Policymakers are also concerned about services inflation, which is key to understanding domestic price pressures in the country’s services-oriented economy, which stood at 5.7%, higher than the 5.5% forecast by economists in a Reuters poll.
Core inflation, which excludes volatile components such as energy, food, alcohol and tobacco, remains well above the central bank’s long-term average of 3.5%.
“We’re seeing some good news on the seasonality front and food prices are coming down,” James Sproule, chief economist at Handelsbanken, told CNBC’s “Signpost Europe” on Wednesday.
“But looking at the rest of the year, even the Bank of England itself expects inflation to start rising slightly again in the autumn,” he said.
“I think the most troubling thing that a lot of economists like me are looking at right now is what’s happening in services inflation.
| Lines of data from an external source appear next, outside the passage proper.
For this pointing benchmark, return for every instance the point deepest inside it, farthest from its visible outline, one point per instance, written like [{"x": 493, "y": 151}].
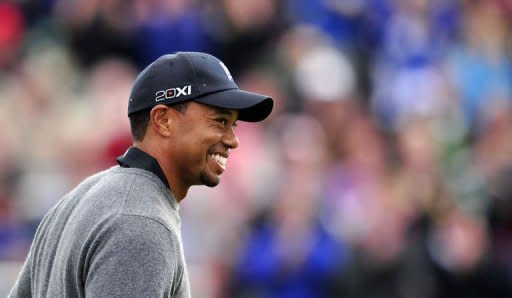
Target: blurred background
[{"x": 385, "y": 169}]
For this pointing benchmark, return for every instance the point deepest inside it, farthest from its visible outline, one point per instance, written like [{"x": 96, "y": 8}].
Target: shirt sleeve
[{"x": 136, "y": 257}]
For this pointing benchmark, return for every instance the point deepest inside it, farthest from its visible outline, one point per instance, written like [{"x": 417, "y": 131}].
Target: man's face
[{"x": 203, "y": 139}]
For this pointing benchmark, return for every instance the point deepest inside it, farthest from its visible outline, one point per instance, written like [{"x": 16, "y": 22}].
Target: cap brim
[{"x": 252, "y": 107}]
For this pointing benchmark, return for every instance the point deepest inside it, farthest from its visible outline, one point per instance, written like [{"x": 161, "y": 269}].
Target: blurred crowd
[{"x": 385, "y": 169}]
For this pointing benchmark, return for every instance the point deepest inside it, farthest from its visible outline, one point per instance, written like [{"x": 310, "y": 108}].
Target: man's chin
[{"x": 209, "y": 180}]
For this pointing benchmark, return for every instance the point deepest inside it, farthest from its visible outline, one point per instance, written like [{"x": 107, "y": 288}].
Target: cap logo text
[
  {"x": 226, "y": 70},
  {"x": 173, "y": 93}
]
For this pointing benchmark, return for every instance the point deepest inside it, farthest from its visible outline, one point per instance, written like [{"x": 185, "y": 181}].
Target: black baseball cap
[{"x": 184, "y": 76}]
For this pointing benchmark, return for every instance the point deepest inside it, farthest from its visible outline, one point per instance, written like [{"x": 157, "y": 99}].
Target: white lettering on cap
[
  {"x": 226, "y": 70},
  {"x": 173, "y": 93}
]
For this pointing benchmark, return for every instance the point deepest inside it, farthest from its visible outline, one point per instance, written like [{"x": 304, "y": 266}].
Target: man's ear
[{"x": 161, "y": 119}]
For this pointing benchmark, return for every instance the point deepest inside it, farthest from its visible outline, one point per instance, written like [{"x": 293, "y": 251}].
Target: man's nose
[{"x": 230, "y": 139}]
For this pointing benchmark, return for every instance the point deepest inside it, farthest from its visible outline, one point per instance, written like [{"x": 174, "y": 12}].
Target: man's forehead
[{"x": 220, "y": 111}]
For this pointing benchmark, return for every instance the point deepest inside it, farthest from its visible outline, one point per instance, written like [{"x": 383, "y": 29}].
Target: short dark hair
[{"x": 139, "y": 120}]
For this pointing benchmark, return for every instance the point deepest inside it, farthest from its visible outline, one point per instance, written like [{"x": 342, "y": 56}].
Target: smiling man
[{"x": 117, "y": 234}]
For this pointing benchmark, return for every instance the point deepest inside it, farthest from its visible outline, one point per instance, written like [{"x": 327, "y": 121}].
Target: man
[{"x": 117, "y": 234}]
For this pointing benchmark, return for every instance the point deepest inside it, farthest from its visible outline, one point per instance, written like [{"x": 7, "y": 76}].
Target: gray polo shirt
[{"x": 117, "y": 234}]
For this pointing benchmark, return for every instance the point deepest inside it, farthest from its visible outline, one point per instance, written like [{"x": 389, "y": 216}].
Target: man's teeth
[{"x": 221, "y": 160}]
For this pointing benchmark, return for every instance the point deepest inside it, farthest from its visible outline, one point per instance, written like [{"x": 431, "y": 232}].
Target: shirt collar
[{"x": 136, "y": 158}]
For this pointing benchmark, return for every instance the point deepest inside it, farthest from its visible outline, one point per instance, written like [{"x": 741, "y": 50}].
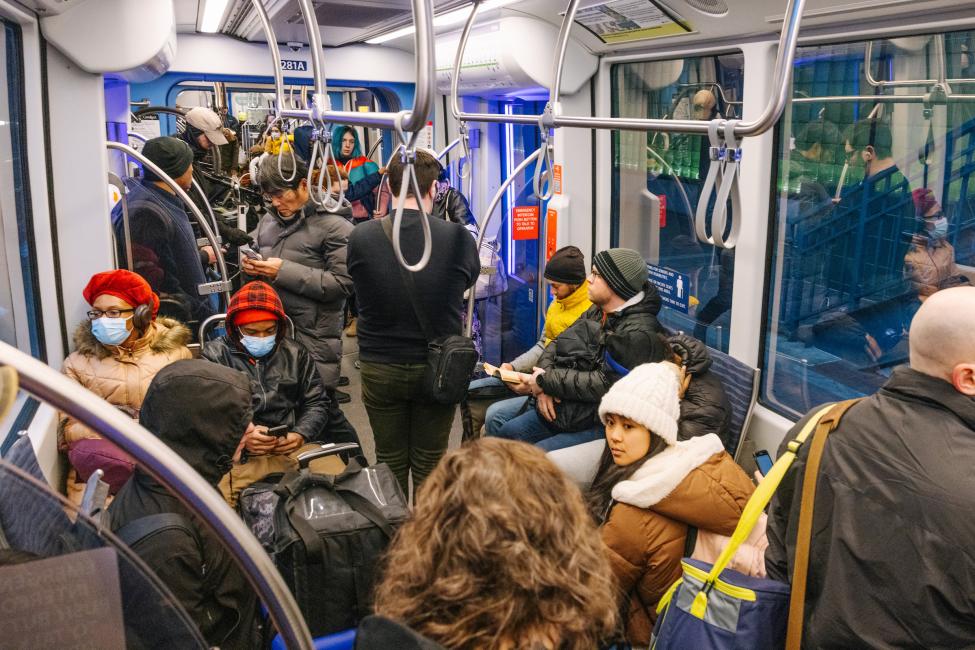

That’s largely to do with people’s wages and income. It turns out the numbers are higher than we hoped. It’s much stickier,” Sproul said. , the Bank of England set the services industry inflation target at around 3%.
He added that it was still a close call whether the Bank of England would cut interest rates in August or September.
BoE average salary growth excluding bonuses remains at disturbingly high levels At 6 o’clock% In June, despite signs of labor market easing.
At its last meeting in May, the central bank said recent inflation data was “encouraging” but that the likelihood of a rate cut would be assessed at each meeting based on the latest data.
Are you playing in August?
Members of the Bank of England’s monetary policy committee, including Governor Andrew Bailey, will be more tight-lipped than usual on Thursday due to the upcoming national vote. The institution is politically independent and has Emphasizing that if a rate cut is deemed necessary, it will be willing to implement it regardless of the election.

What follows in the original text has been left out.